Marcin Bereszczynski
Marcin Bereszczynski
Krzysztof Szymczak/archiwum Dziennika Łódzkiego
Reforma domów pomocy społecznej została wstrzymana, a pracownicy DPS nie dostaną podwyżek pensji. To konsekwencja decyzji wojewody o uchyleniu uchwały Rady Miejskiej w sprawie DPS. Radni postanowili zaskarżyć decyzję wojewody do sądu.

Rada Miejska w Łodzi podjęła w środę (24 stycznia) uchwałę dotyczącą skierowania skargi do Wojewódzkiego Sądu Administracyjnego na decyzję Wojewody Łódzkiego, który wcześniej uchylił uchwałę związaną z reformą łódzkich domów pomocy społecznej.

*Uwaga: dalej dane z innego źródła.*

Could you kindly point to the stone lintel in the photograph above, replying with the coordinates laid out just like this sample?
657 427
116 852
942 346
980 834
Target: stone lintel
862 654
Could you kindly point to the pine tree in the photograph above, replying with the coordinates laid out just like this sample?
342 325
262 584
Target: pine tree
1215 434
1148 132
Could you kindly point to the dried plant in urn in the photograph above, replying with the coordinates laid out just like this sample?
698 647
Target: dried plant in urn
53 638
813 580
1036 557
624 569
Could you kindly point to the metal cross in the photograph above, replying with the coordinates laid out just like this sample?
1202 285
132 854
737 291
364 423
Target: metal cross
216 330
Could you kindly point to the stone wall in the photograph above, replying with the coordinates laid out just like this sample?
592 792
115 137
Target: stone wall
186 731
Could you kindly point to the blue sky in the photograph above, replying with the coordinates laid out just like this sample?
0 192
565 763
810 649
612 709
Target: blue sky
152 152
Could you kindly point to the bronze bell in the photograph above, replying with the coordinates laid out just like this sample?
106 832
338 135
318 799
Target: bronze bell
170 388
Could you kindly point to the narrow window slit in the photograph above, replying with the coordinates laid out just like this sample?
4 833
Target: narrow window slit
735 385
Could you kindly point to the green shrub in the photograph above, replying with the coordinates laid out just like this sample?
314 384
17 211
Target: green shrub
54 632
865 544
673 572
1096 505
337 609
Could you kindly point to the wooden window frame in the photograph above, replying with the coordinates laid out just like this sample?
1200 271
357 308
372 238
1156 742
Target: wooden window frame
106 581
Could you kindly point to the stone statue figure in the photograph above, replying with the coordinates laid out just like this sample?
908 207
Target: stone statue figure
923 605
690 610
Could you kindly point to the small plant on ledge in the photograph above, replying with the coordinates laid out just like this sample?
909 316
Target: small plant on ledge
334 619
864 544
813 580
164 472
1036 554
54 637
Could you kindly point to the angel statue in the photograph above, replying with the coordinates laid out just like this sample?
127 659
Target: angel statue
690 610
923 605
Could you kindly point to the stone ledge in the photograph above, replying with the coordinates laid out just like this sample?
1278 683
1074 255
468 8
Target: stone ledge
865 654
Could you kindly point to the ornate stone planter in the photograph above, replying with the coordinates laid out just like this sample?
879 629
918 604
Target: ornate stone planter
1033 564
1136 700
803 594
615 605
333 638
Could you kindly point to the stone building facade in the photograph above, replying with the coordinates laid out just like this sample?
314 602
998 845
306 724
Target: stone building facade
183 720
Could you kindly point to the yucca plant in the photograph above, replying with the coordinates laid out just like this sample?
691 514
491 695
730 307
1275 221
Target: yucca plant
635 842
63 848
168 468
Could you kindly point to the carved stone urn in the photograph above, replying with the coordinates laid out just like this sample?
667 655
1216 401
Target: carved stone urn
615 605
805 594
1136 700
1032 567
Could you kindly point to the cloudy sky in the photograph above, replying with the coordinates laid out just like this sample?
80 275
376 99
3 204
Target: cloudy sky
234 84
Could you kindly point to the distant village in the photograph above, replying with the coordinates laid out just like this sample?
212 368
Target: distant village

Zdaniem radnych PO miasto nie może dopuścić do narzucania rozwiązań wojewody dotyczących pomocy społecznej. Radni PiS przekonują, że winę ponoszą urzędnicy, którzy źle przygotowali projekt uchwały i nie skonsultowali go ze służbami nadzoru wojewody. Bez względu na to, kto ma rację, reforma została wstrzymana do czasu rozstrzygnięcia sądu. A to oznacza, że nie pojawią się w tym roku oszczędności, które miały być przeznaczone na podwyżki płac pracowników DPS.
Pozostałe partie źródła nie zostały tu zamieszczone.